Following her death, the then-Israeli Prime Minister Ariel Sharon promised a “thorough, credible and transparent” investigation into Corrie’s death.
A Palestinian man holds a candle and a picture of American peace activist Rachel Corrie during a memorial service in the West Bank town of Ramallah Tuesday, March 18, 2003. Image: MUHAMMED MUHEISEN/AP/Press Association Images.
At the time, fellow activist and eyewitness Richard Purssell, from Brighton, said:
She was standing on top of a pile of earth. The driver cannot have failed to see her. As the blade pushed the pile, the earth rose up. Rachel slid down the pile. It looks as if her foot got caught. The driver didn’t slow down; he just ran over her. Then he reversed the bulldozer back over her again.
Another actvitist, 18-year-old Tom Dale said:
The bulldozer went towards her very slowly, she was fully in clear view, straight in front of them. Unfortunately she couldn’t keep her grip there and she started to slip down. You could see she was in serious trouble, there was panic in her face as she was turning around. All the activists there were screaming, running towards the bulldozer, trying to get them to stop. But they just kept on going.
In the wake of her death, the Guardian published a series of emails that she had sent to her parents describing her impressions of the conflict.
Corrie’s parent’s Cindy and Craig, of Olympia, Washington state, launched a civil suit in response to the 2003 military court ruling, describing the move as a “last resort”. In their civil case, they accused the Israeli military of either unlawfully or intentionally killing Rachel or of gross negligence. They requested a symbolic $1 in damages in legal expenses.
During the civil case, the driver of the bulldozer testified anonymously from behind a screen for”security reasons”, reports the Guardian. He repeatedly insisted he had not seen her on top of the pile of earth, saying: “I didn’t see her before the incident. I saw people pulling the body out from under the earth.”
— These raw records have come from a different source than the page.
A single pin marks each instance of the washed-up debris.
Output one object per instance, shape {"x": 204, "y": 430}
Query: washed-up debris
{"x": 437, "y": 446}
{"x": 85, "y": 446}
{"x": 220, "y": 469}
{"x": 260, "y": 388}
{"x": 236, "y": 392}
Today, Judge Oded Gershon dismissed the case, ruling that Corrie had been protecting terrorists in a designated combat zone and had not moved out of the way of danger as any reasonable person would have done, reports the BBC. The 23-year-old’s death had been a “regrettable accident,” he said.
Gershon said no compensation would be paid to the Corrie family and that the family would not have to pay costs of the case.